第149章 近乎正常的一家人20

    女人又抿了一下嘴唇,“那两口子,对那个小女儿,态度不对头。”

    “怎么说?”

    “我们这是别墅区嘛,房子隔音比一般楼房好多了,正常说话隔壁是听不到的。”她顿了顿,“但是吵架就不一样了。”

    “大概两年前吧,有一天晚上,挺晚了,我在我家二楼主卧准备睡觉,突然听到隔壁传来摔东西的声音。不是一般的那种吵,是那种——怎么说呢——撕心裂肺的那种。”

    “我听到那个女的,就是女主人黄婉竹在喊,声音特别大,隔着两个院子我都能听得清清楚楚。她说…”

    女人停了一下。

    “‘她就是个耻辱’。原话,‘我们养她养错了,早知道今天,当初就不应该生下她!’”

    小吴的笔停了。

    “然后呢?”

    “然后是男的在劝,声音低一些,听不清具体说什么…”

    女人说到这里,表情变得有些微妙,“但是我听到了一个词,好像是…是…荣誉处决!对,就是这个词。我还去问我家老头那是什么意思呢,他说让我别多管闲事。”

    小吴的笔尖停在纸面上,心底里惊涛骇浪,荣誉处决!他们居然是这么想的!

    他的表情没有任何变化,但那双眼睛里有什么东西沉了下去,“谢谢你提供的情况,如果想起别的,可以随时联系我。”

    小吴递过去一张名片,随后迅速回了警局。

    ——

    轮椅的轮子碾过门槛,发出一声沉闷的响。

    时幼被沈瑜推着进了家门,鼻腔里涌入一股陌生的气味——消毒水混杂着某种刺鼻的化学药剂。

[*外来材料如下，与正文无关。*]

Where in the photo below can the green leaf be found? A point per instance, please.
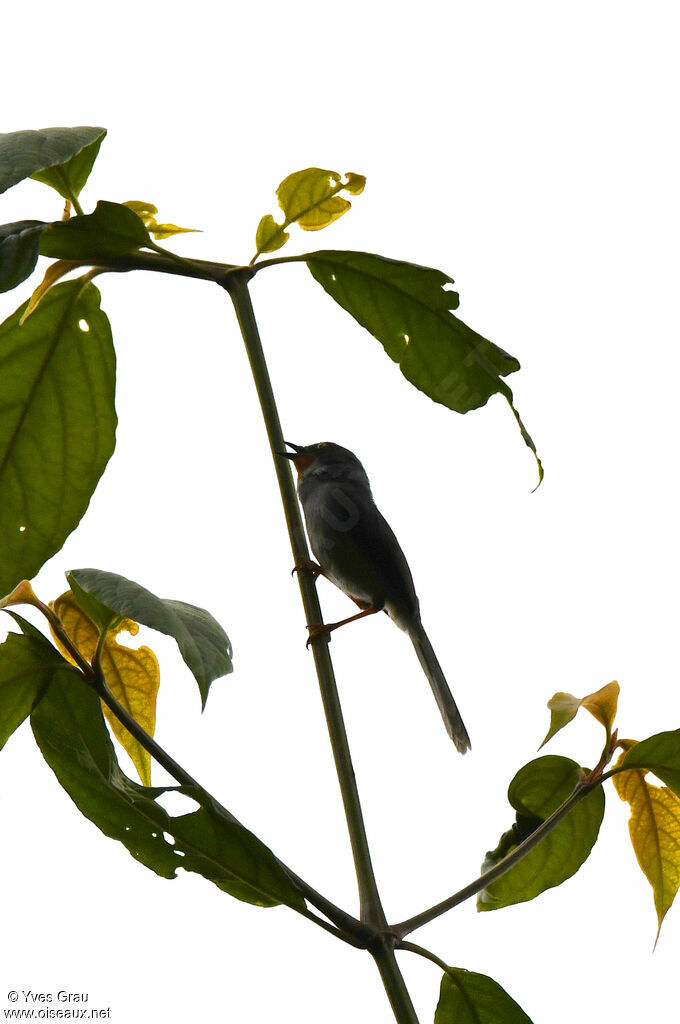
(61, 158)
(69, 178)
(28, 665)
(57, 423)
(19, 247)
(466, 997)
(536, 792)
(409, 309)
(661, 755)
(202, 641)
(112, 230)
(70, 730)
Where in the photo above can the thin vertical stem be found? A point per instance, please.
(371, 907)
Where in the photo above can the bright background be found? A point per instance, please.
(529, 151)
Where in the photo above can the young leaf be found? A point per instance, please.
(269, 235)
(601, 705)
(466, 997)
(132, 675)
(27, 666)
(68, 153)
(654, 829)
(57, 423)
(308, 199)
(146, 212)
(70, 730)
(661, 755)
(111, 230)
(19, 247)
(536, 792)
(53, 273)
(563, 708)
(202, 641)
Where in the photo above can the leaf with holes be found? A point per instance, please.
(57, 423)
(202, 641)
(61, 158)
(409, 308)
(131, 674)
(536, 793)
(71, 733)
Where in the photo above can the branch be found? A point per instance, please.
(581, 791)
(371, 908)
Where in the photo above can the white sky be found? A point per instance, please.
(529, 151)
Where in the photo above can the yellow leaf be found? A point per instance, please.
(132, 675)
(52, 274)
(146, 213)
(654, 828)
(309, 199)
(602, 705)
(355, 183)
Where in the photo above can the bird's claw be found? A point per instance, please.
(307, 565)
(317, 630)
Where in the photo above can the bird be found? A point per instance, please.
(357, 551)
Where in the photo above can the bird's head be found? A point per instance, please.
(324, 458)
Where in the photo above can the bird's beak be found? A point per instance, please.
(291, 455)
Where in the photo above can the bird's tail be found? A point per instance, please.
(442, 695)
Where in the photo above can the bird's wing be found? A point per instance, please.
(360, 553)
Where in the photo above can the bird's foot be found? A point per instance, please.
(307, 565)
(319, 630)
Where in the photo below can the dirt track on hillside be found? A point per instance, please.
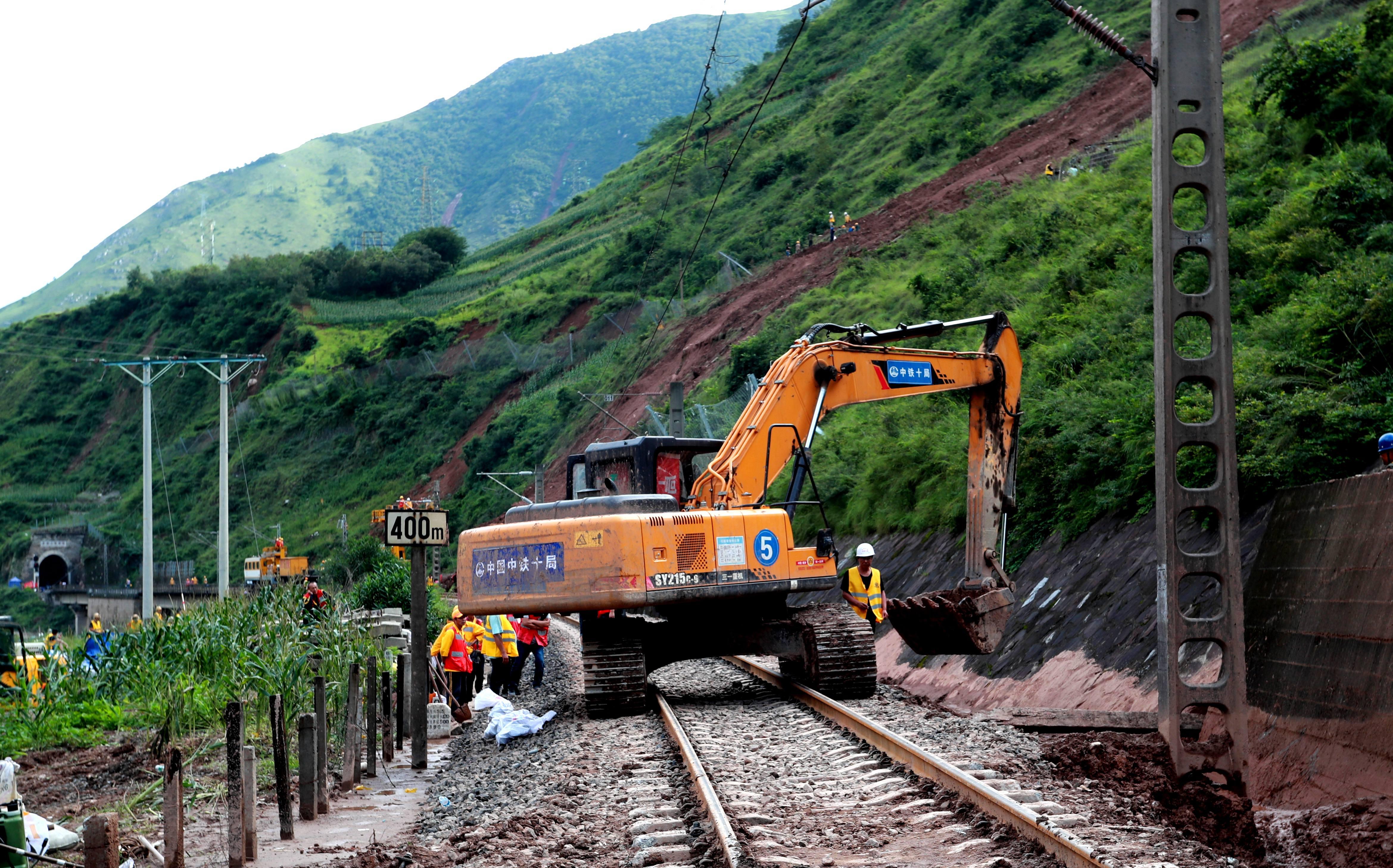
(1110, 107)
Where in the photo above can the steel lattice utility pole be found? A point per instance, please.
(1187, 118)
(1189, 102)
(145, 373)
(223, 378)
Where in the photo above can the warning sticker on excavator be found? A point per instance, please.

    客厅方向有人说话,是一个压低了的男声,“沈先生,我们正好也要对小区里的垃圾桶进行取样。我看你下午也是在垃圾桶里找钥匙是吧。如果需要的话,你可以把钥匙的照片给我看一下,我们看到了可以给你送回来。”

    沈峥的声音依旧平稳,手上依然是不变的果汁杯,“不用麻烦了,我到时候再找找吧。”

    “小鸢回来了。”沈峥的脚步声朝她走过来。

    “小瑜,你先带小鸢回她房间休息吧。”他说道。

    沈瑜的手搭上时幼的肩,轻轻拍了拍,却没有立刻推动轮椅,她在打量客厅里的情形,试图知道警察查到哪里了。

    时幼听到垃圾桶的时候,猜到或许沈峥已经查到自己丢的那些垃圾了,看那个闻队说的话,就是他还没找到了。现在快递应该已经到了吧,希望那个男生的动作快一点了,不然还得自己动手了。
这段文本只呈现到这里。